Original Colt Walkers revolvers are rare and valuable, and Colt only made 1,100 back in 1847. They are probably not safe to fire due to age and even when new the cylinders were prone to rupture. Also, the museum curator it was “borrowed” from might get mad. Well, if you can’t shoot the original, take the next best thing: The Uberti Walker.
The good, the bad and the ugly
Gun makers in Italy have been making reproductions of classic American firearms for decades. They originally made them to supply props for the Spaghetti Westerns. They have it down. The reproduction of the Colt Walker by Uberti is a prime example. It is almost identical to the original. From the weight and length, the faulty design of the loading lever catch, to the etching on the cylinder, it is very close. But with an MSRP of $429 it is considerably less than the hundreds of thousands of dollars an original Colt Walker would sell for now.
A fistful of pistol
The Walker is a monster of a handgun. Some say it was the most powerful until the .357 Magnum was developed in 1934. The Walker was designed to use 60 grains of fff black powder behind a 142 grain round ball or a conical bullet.

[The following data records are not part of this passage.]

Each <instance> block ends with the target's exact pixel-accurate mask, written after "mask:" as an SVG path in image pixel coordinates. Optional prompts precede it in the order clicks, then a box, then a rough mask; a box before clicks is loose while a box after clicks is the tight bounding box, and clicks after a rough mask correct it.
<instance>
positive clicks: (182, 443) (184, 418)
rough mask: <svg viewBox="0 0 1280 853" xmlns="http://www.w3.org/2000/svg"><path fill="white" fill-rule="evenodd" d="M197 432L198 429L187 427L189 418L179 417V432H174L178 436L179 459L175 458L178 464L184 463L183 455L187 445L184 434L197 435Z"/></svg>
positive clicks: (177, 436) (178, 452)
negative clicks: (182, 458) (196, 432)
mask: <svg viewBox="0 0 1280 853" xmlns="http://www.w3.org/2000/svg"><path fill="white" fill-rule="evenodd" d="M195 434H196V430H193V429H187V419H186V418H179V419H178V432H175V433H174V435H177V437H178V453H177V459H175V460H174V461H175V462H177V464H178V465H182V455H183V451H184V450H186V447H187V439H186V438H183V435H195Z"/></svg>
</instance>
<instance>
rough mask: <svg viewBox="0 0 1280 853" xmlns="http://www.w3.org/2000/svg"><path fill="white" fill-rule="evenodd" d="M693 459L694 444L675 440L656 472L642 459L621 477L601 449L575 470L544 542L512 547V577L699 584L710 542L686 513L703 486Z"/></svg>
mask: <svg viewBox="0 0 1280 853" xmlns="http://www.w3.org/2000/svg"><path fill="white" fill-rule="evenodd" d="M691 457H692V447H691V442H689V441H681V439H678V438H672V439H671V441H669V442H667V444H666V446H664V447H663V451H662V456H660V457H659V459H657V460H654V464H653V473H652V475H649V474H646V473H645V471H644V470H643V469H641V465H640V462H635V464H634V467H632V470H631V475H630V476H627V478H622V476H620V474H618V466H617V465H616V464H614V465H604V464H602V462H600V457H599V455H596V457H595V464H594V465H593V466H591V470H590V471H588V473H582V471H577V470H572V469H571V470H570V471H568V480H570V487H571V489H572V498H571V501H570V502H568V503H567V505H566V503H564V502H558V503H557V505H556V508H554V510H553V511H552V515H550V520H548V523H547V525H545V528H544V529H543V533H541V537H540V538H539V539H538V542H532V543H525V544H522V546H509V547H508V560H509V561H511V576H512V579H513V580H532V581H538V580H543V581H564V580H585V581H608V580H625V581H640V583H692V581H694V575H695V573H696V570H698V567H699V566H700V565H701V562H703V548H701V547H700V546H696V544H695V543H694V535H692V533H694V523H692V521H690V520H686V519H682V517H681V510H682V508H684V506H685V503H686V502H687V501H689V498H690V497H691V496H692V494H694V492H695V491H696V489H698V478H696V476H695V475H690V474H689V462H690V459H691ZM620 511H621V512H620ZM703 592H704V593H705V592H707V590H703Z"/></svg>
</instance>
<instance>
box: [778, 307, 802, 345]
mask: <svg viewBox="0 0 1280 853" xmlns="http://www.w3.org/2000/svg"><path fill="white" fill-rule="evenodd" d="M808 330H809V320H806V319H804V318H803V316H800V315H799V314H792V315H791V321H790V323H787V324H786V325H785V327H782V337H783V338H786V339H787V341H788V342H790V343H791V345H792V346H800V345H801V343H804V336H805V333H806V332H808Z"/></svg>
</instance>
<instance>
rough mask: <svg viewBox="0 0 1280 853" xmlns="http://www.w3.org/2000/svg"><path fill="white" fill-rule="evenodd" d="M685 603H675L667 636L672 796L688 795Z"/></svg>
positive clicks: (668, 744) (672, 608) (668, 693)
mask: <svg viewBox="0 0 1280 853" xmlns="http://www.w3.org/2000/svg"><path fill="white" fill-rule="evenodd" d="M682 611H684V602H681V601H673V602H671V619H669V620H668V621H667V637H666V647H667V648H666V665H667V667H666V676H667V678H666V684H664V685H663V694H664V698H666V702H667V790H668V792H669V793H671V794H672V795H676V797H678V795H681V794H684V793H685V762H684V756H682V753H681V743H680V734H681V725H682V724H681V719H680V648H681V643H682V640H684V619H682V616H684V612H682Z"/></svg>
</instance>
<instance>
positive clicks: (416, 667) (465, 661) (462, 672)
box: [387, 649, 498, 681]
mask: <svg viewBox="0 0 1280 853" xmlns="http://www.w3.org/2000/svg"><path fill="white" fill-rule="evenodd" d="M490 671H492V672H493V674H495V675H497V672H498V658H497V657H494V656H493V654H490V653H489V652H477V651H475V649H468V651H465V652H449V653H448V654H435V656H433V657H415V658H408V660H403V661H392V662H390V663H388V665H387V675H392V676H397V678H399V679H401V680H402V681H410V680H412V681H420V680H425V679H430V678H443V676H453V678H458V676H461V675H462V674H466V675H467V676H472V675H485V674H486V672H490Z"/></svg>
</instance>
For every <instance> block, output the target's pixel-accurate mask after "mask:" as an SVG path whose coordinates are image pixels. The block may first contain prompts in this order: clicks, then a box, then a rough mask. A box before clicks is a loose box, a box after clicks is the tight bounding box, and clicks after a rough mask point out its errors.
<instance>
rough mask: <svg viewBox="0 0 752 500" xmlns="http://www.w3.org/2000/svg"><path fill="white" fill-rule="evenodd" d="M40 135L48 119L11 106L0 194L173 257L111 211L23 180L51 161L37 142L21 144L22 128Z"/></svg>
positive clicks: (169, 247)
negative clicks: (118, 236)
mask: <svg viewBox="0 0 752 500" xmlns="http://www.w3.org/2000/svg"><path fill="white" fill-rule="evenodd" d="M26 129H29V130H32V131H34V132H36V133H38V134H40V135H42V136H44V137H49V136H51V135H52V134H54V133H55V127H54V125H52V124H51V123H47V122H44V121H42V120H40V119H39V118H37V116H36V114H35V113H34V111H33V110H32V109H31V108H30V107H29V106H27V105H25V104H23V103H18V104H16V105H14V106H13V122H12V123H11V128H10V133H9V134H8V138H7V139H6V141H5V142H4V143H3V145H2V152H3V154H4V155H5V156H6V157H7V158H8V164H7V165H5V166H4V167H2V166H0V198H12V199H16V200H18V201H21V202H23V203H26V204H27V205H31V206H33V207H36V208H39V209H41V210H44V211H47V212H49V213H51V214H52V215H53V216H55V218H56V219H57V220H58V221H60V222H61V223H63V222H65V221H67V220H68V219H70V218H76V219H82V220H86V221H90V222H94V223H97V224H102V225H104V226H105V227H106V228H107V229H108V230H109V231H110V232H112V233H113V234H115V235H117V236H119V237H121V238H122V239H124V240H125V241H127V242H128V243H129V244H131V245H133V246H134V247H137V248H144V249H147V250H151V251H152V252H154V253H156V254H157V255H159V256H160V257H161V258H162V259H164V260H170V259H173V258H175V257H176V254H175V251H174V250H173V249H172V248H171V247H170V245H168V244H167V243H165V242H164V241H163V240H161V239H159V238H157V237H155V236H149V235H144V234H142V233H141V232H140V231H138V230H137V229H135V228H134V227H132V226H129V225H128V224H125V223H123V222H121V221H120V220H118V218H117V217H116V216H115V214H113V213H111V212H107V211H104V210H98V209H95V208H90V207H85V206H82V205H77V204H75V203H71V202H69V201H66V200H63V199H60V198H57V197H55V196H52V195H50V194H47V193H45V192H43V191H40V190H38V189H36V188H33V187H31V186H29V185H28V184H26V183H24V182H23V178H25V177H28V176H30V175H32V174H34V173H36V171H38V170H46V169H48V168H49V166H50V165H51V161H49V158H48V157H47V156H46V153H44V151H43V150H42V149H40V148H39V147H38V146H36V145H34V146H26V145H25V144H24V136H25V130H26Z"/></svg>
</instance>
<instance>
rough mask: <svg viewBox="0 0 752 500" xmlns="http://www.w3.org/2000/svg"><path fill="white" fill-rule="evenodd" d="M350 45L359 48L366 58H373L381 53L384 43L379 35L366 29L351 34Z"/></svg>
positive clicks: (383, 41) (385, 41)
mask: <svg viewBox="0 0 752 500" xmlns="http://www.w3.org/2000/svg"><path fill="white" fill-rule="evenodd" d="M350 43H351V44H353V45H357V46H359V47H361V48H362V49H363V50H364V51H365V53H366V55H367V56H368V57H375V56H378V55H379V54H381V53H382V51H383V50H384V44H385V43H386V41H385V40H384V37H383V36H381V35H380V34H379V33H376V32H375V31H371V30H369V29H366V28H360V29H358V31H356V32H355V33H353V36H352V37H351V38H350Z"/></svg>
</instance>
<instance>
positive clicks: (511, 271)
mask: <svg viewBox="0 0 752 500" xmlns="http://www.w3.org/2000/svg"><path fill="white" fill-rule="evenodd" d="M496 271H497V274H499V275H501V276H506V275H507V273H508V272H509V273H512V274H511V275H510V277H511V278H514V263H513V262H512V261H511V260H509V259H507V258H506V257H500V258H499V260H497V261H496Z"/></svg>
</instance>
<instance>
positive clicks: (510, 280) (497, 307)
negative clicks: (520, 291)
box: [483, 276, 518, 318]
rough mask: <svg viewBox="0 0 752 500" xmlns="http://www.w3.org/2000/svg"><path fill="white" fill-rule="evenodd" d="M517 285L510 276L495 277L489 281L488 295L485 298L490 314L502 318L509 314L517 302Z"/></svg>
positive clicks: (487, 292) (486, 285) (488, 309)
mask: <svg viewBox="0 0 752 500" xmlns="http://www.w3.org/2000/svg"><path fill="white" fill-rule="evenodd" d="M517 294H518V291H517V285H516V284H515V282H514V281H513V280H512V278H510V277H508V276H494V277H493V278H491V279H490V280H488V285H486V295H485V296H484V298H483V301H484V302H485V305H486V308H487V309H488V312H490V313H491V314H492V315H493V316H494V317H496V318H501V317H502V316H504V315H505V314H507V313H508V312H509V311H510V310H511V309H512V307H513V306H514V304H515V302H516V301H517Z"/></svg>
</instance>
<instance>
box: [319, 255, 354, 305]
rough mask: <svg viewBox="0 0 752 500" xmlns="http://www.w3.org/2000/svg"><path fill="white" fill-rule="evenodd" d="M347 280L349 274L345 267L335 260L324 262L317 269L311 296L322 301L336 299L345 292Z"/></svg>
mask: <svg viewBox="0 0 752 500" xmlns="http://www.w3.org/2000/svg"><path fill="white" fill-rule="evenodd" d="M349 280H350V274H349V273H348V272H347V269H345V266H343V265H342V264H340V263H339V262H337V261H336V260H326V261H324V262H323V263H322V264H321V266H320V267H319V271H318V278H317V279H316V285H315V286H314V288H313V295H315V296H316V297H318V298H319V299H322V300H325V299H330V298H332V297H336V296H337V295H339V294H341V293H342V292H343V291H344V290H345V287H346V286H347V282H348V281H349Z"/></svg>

This load will produce around 1,000 to 1,100 fps. For comparison the .45 Long Colt was designed to use a maximum of 40 grains of black powder and the 45-70 uses 70. The Walker is a beast.
Shooting the Walker is an experience one does not soon forget. The smoke from 60 grains of black powder is massive. If you are at a public range be polite and stand downwind of the other shooters! However, recoil is surprisingly mild. It is not the sharp jump a .357 makes, but rather more of a slow push. This is due to the slow burning black powder and the almost five pounds a fully loaded Walker weighs. Even with its massive weight the Uberti Walker feels good in my hand, I wouldn’t want to hold it on target for a long time, but it balances surprisingly well.
Once upon a time at the range
Capt. Samuel Walker wrote of the Colt that carried his name, it is “as effective as a common rifle at 100 yards and superior to a musket even at 200.” I have not fired a Walker at either of those distances, but I have at 25 yards with very good results.
The sights on a Walker have a small front blade and a V notched into the top of the hammer. From my range notes I was able to get an average of 2.5 inches at 25 yards. With some experimenting, conical vs. round ball, different powder charge, I’m sure the Uberti is capable of better.
The price of power
The original Colt Walkers had some issues that were later both fixed with the Colt Dragoon model. The first, and one that the Uberti has do to being an exact copy, is the loading lever. The recoil from the Walker will sometimes cause the lever to drop down keeping the cylinder from rotating to fire the next round. Users of the originals field improvised a fix for this with a small piece of leather to hold the arm up when firing.
The second problem was due to the metal used in the originals. It is reported that about 20 percent of the original Walkers experienced a cylinder rupture. This could be from the quality of metal that was available in 1847 or it could be user error.
In 1847 revolvers were very rare and were foreign to the soldier they were issued to. It has been speculated that some of the failures were caused from loading conical bullets upside down. The reproductions from Uberti do not have this issue. Modern materials and knowledge of metallurgy make the new walkers safe to shoot. Although, I wouldn’t try loading the bullets upside down.
The Uberti Walker is an almost dead on reproduction of the original from Colt. I say almost because of the use of modern materials, which is a good thing. These are great pistols that are a pleasure to shoot.
If you have any interest in cap and ball revolvers you owe it to yourself to get your hands on one of the Uberti Walkers. Take her out and make big clouds of smoke with the almost original hand cannon.